O Eski Günler (2)

Sonraki yıllarda Orhan Pamuk’un bir romanının da adı olan ‘’Yeni Hayat” şekerlemesinin tanesini 2.5 kuruşa yani yüz paraya satardık. Satış sloganımız ‘’Hayat da var-yüz paraya-iki tane beş-dört tane on-nane, limon okalüptüs” idi. Hayat şekerinin kilosunu Eminönü’de bir yerden 7.5 liraya alır, yüzde yüz kârla satarak 7.5 lira kazanırdık.

Sana yağlar bakkala tahta sandıklarla gelir, bakkalların önünde satılan kırmızıya boyanmış pişmiş yumurtaları birbiri ile tokuşturarak yumurtasına bir nevi masum bir kumar oynardık. Mahallede macuncular dolaşır, renkli macunları kalem boyu bir çubuğa sararak yerdik. Macuncular, klarnet, keman ve darbukacıdan oluşan bir ekip vasıtasıyla harika bir pazarlama tekniği kullanırlardı..

Hatıra defterlerine yazı yazmak ve ‘’Hayat bir dikenli yol-Sen bu yolda mesut ol” veya ‘’Hayat bir gemi, yoktur yelkeni, unutma beni, unutmam seni” diye bitirmek neredeyse gelenekti.

Adana’ya İstanbul’dan otobüs ile 24 saatte gidilir, tren ile Erzurum’dan 2.5 günde gelinirdi. Köy okullarında 5 sınıf bir arada okunurdu. Lensin akıllardan bile geçmediği dünyada gözlük camları kavanoz altına eşit kalınlıkta olur, gözler kocaman görünürdü. Ortaokullarda inglizce ders kitabı ‘’Gatenby” okutulur, konu mankeni ‘’Brown”ailesi ile neredeyse yakın akraba olunurdu. Orta öğretim öğrencileri okul şapkası takardı.

Çocukluk yıllarında 60 ihtilali büyük bir heyecanla karşılanır, gençlik yıllarında ise ”60 ihtilali neye karşı yapıldı” sorusuna gırgır geçerek ‘’sabaha karşı” yanıtı verilirdi.

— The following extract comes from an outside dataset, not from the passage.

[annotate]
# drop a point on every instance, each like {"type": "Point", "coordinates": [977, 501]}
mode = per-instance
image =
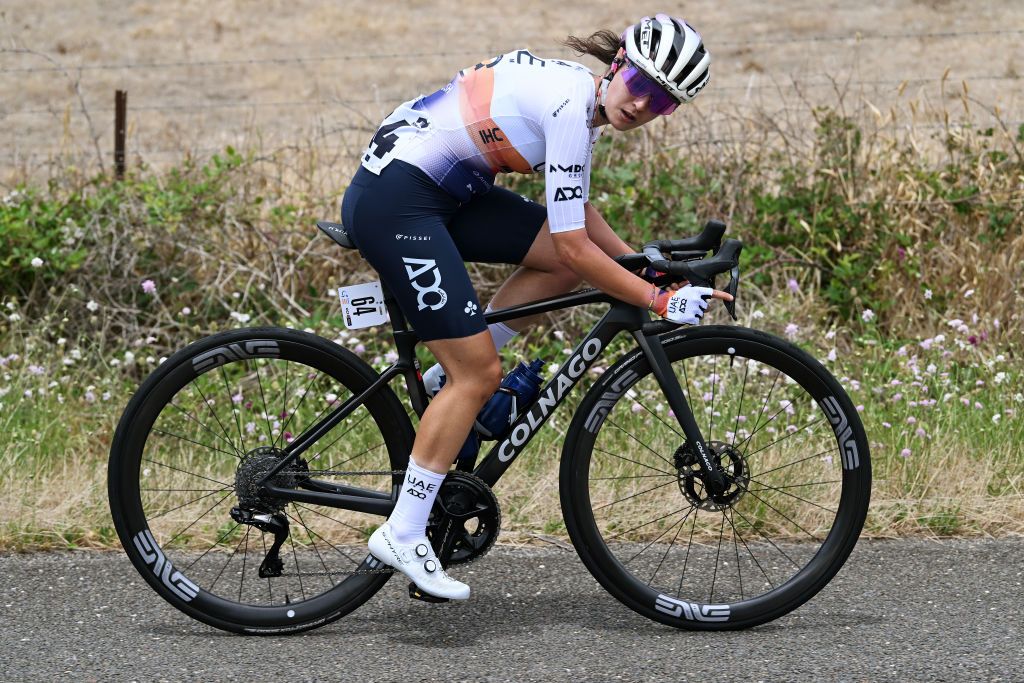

Yassı ” Gelincik” ve ” Sipahi Ocağı” sigarası çok sevilirdi. Evlerde yerde sinide yemek yenir, hemen her evde hamur tahtası ve oklava bulunurdu. Evdeki musluklar sarı;su boruları kurşun; sahan, tencere, maşrapalar bakır; sonraki yıllarda saksı olan ütüler kömürlü,;telefonlar manyetolu; sonraki yıllarda masa olan dikiş makinaları ayaklı; lambalar gazyağlı idi. Bakır kapları kalaylayan kalaycılar mahalle aralarında dolaşır “kalaycii” diye bağırırlardı. Semt pazarlarında ‘’boş küfe”, radyolarda “yurttan sesler korosu” sesleri duyulurdu.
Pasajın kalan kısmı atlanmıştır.